The graph below shows U.S. GDP data from 2008 to 2018. The data was pulled from the U.S. Bureau of Economic Analysis and shows strong growth over the past decade. Of the years measured, 2018 is projected to experience the strongest growth rate.
The European Union had the second-best performance in the past year. According to the World Bank, the EU’s GDP totaled $17.278 trillion in 2017. In 2018, the EU’s GDP grew at rates of 0.4 percent in Q1, 0.4 percent in Q2 and 0.2 percent in Q3 and is projected to grow at a rate of 2 percent in Q4.
The data pulled for quarterly GDP in the EU comprised the EU-19, which are the 19 countries that use the euro as currency. More countries comprise the entire EU, but that data was not as readily available. Although there are discrepancies in the data, GDP growth in the EU-19 and EU-28 follow a similar trajectory.
The data used for quarterly GDP growth will be revised several times before a final number is agreed upon by the EU. Due to these potential revisions, the final calculation will have a minor margin of error. This data reflects real GDP seasonally adjusted at annual rates. With these disclaimers in mind, annual GDP for 2018 in the EU will total around $17.4 trillion.
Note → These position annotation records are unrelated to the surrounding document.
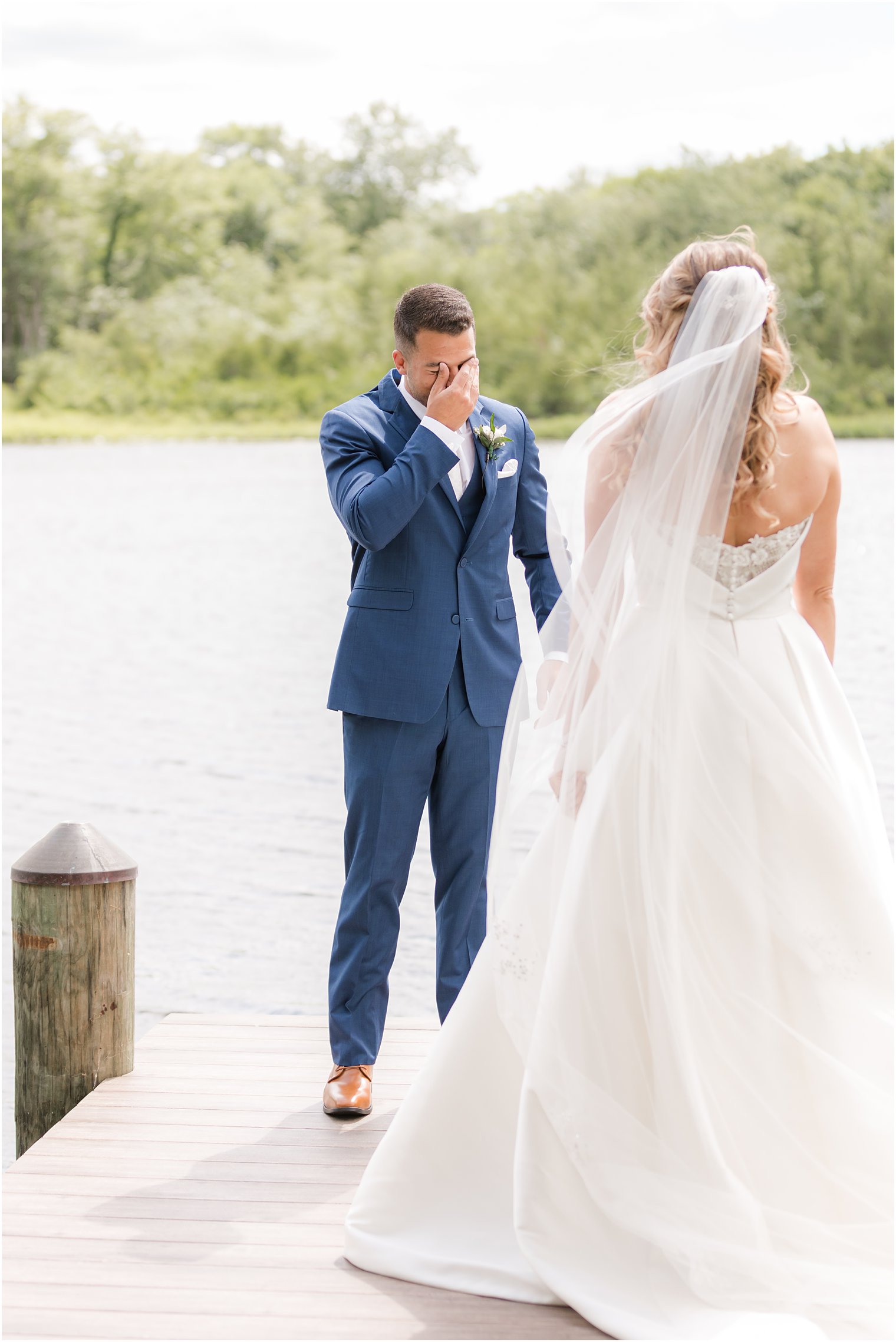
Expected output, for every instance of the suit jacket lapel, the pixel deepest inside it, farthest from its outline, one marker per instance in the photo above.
(490, 477)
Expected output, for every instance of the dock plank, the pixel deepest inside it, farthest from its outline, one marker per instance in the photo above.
(205, 1196)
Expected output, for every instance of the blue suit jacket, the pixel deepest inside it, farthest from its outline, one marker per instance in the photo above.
(420, 584)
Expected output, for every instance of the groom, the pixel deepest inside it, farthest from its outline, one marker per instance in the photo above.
(429, 655)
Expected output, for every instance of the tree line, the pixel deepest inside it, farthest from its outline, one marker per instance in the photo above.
(255, 275)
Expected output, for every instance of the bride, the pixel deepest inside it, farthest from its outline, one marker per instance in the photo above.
(663, 1093)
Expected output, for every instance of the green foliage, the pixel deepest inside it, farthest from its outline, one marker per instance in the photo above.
(255, 279)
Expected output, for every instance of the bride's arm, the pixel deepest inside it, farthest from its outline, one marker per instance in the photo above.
(813, 588)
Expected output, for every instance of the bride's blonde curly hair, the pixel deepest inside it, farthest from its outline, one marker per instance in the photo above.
(661, 316)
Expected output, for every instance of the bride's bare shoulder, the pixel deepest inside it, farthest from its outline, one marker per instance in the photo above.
(802, 426)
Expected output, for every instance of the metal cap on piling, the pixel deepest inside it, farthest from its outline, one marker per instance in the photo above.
(74, 855)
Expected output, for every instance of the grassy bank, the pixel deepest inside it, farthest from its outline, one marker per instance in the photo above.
(38, 426)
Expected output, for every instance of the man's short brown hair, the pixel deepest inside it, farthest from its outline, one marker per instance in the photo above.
(432, 308)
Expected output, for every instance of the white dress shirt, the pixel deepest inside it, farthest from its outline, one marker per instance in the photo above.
(459, 440)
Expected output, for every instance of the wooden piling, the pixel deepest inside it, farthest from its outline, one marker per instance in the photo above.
(73, 972)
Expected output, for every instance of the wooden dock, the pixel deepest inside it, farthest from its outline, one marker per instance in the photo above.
(203, 1196)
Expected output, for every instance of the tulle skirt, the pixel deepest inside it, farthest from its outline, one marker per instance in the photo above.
(663, 1096)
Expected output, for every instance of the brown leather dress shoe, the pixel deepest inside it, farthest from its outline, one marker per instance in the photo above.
(349, 1092)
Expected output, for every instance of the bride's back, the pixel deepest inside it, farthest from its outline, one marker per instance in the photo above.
(804, 466)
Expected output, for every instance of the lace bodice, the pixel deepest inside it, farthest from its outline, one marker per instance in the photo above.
(734, 565)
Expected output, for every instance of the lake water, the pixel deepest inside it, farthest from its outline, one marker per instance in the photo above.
(172, 611)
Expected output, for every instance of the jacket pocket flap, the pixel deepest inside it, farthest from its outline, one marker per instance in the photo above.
(381, 599)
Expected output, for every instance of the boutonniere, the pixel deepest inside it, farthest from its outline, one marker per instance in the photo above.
(493, 439)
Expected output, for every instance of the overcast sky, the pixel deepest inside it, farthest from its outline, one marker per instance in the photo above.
(537, 90)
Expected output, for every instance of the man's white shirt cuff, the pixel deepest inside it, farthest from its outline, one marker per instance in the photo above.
(449, 437)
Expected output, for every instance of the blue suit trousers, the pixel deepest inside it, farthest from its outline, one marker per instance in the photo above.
(392, 769)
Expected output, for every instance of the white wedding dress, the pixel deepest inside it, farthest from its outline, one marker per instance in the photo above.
(663, 1094)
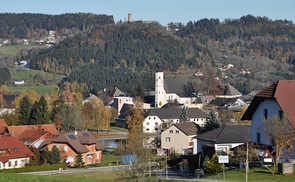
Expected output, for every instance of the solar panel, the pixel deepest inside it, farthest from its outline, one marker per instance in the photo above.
(72, 137)
(85, 134)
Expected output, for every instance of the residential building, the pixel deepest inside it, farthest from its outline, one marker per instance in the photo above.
(228, 91)
(223, 139)
(74, 142)
(278, 99)
(13, 153)
(158, 119)
(171, 90)
(178, 138)
(233, 104)
(33, 135)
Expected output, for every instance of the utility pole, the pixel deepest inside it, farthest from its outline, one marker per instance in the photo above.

The graph below shows EU GDP data from 2008 to 2018. The data was pulled from EuroStat and shows a decline in growth over the past decade.
The People’s Republic of China had the third-best performance of the past year. According to the World Bank, China’s GDP totaled $12.238 trillion in 2017. In 2018, China’s GDP grew at rates of 6.8 percent in Q1, 6.7 percent in Q2 and 6.5 percent in Q3 and is projected to grow at a rate of 6.5 percent in Q4.
The data used for quarterly GDP growth in China reflects year-over-year performance and is calculated differently from the EU and U.S. This is one of the reasons China’s GDP appears to be much less volatile than the EU and U.S. Also, it is important to remember that China is more of a quasi-command economy than the EU or U.S., allowing the Chinese government to allocate resources during times of need, like the Great Recession.
China’s quarterly GDP statistics are usually much less revised than EU or U.S. data. In theory, this allows for the final annual GDP calculation to be more accurate than the EU or U.S. data. With these disclaimers in mind, China’s annual real GDP for 2018 will total around $13.046 trillion.
The graph below shows China’s GDP data from 2008 to 2018. The data was pulled from the World Bank and shows steady GDP growth over the past decade.
The GDP of the U.S., EU and China shows strong positive correlation with the WTI. When these economies contract, the WTI declines. Inversely, when growth is experienced, the WTI expands.
In the future, as China transitions into a consumer-based economy, the WTI will become closely correlated to the Chinese economy. If EU growth continues to stall in the future, it will become less relevant to world trade. The U.S. will likely maintain its moderate growth going forward and along with China, will drive world trade.